Creed Bayou Music Center April 30, 2012
Villains are infinitely more interesting than heroes, and have way better origin tales. All human mythology features roguish baddies, who are actually more engaging than their lily-hearted counterparts. Kids of all ages dress up like Darth Vader and the Joker for Halloween.
There is a whole Broadway show based on the backstory of the Wicked Witch of the West, and nine times out of ten, magazine covers about Kardashians and serial killers outsell those with benign characters on them.
Creed has been Public Musical Enemy No. 1 for about a decade now -- the villains, if you will, to music fans who will tell you they suck -- and the only reason they will give is that it is because they suck. It's a curious phenomenon. These guys are now firmly installed as villains to a select group of people, as if they are audio terrorists of some sort who are out to destroy "good" music.
Monday night, I didn't see them burn any Of Montreal albums or Win Butler in effigy, though.
I will concede I am in the minority here in defending Creed, mainly because it gets really old hating something to fit in, and it makes some of you very angry. But my intentions aren't to be a contrarian for contrariness' sake. I legitimately like the group's singles because they are catchy, big and dumb, like all good rock and roll should be.

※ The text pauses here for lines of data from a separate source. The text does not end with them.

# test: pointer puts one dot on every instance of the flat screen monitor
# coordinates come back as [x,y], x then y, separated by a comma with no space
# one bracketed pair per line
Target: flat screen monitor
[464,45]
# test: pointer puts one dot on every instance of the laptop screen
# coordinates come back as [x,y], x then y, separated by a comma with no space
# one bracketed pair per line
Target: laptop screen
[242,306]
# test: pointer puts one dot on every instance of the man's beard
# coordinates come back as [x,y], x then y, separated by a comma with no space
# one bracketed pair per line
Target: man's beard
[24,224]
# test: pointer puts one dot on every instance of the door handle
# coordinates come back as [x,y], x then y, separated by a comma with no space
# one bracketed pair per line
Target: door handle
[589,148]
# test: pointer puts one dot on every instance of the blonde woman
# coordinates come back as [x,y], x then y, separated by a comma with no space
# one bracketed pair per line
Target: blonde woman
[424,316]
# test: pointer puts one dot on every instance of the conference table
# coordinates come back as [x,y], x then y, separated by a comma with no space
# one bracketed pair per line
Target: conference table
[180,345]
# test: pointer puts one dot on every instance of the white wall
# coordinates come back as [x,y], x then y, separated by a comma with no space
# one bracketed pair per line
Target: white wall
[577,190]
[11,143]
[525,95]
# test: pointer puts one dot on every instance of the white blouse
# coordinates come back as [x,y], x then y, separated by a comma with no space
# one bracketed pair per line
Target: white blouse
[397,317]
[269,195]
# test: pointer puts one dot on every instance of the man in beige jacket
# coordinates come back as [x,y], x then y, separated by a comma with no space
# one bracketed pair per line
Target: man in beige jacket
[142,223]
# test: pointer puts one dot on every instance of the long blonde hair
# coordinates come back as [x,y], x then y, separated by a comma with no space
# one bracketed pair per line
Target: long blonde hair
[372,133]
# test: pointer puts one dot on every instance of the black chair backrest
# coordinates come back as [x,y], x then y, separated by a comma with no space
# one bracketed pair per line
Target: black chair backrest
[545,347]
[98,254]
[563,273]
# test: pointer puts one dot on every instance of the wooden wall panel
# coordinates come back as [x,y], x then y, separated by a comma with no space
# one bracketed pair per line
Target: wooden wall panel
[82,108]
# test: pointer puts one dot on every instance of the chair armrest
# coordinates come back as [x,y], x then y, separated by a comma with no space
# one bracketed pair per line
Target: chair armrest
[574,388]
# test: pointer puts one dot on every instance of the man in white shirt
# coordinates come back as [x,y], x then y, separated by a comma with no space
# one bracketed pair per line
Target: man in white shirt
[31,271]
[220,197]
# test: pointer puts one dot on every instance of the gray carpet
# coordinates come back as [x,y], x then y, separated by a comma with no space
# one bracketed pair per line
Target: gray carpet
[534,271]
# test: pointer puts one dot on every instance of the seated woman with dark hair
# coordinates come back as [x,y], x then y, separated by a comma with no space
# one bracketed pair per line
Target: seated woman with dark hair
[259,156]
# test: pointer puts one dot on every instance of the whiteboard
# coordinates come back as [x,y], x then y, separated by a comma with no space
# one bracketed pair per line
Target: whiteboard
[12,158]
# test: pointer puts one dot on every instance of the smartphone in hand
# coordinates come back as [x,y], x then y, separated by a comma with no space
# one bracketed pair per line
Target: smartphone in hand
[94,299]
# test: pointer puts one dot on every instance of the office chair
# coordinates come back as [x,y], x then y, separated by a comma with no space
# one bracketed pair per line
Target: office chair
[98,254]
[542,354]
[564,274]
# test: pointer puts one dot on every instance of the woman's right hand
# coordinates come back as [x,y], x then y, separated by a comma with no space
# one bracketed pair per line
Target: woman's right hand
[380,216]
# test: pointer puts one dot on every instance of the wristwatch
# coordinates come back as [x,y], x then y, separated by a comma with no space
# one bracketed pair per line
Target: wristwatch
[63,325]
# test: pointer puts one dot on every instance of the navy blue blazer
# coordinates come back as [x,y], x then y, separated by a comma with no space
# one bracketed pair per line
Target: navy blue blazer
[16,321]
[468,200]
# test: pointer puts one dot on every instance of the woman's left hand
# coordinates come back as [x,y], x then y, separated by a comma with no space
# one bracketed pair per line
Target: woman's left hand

If you want to read a more winded and measured review of a Creed and Nickelback double-header, check out Chuck Klosterman's recent Grantland piece here.
It made me feel slightly less crazy for being in my position on Monday night. But I had done this before with different results.
If you push the haters, they will finally point out, with some prodding and profanity, that the stage show, lead singer Scott Stapp's measured vocal and physical mannerisms, and the overall overwrought tone of Creed's music are what bothers them. But let's consider that all of those things are no more rote than with most any other group with plastered street cred running these days but that's okay, "because it just is."
All this seems to be based on a Generation X edict, which went out sometime in the '90s, that rock was this earnest thing and that to be still flashy was somehow something to be maligned. I have seen Eddie Vedder -- who I still adore -- do the same things Stapp did onstage last night, just two or three years ago, and he was doing them 15 years before that.
Dial up a Jim Morrison clip on YouTube right now, I'll wait. There's the double standard again. Nothing is new, everything is recycled and nostalgia is a permanent feeling.
But that's what makes being a student of pop music interesting, seeing different versions of the same thing. Even when Stapp pointed at the crowd like Patrick Bateman screwing the hooker in American Psycho, you had to laugh.
Maybe he was doing it on purpose. You don't want to know that he knows that you think he's more serious than he actually is.
As for artistic delusions, well, here is the link to Pitchfork if you think that Creed is the only delusional group in rock history.
Creed is performing their first two albums, 1997's My Own Prison and 1999's Human Clay, over two consecutive nights. Monday night, the group played all of Prison, plus a handful of cuts from other albums.
I spent the first three songs near the photo pit in front of the stage watching the band. Strange to be so close to something so many people hate, while thousands of people roared behind me.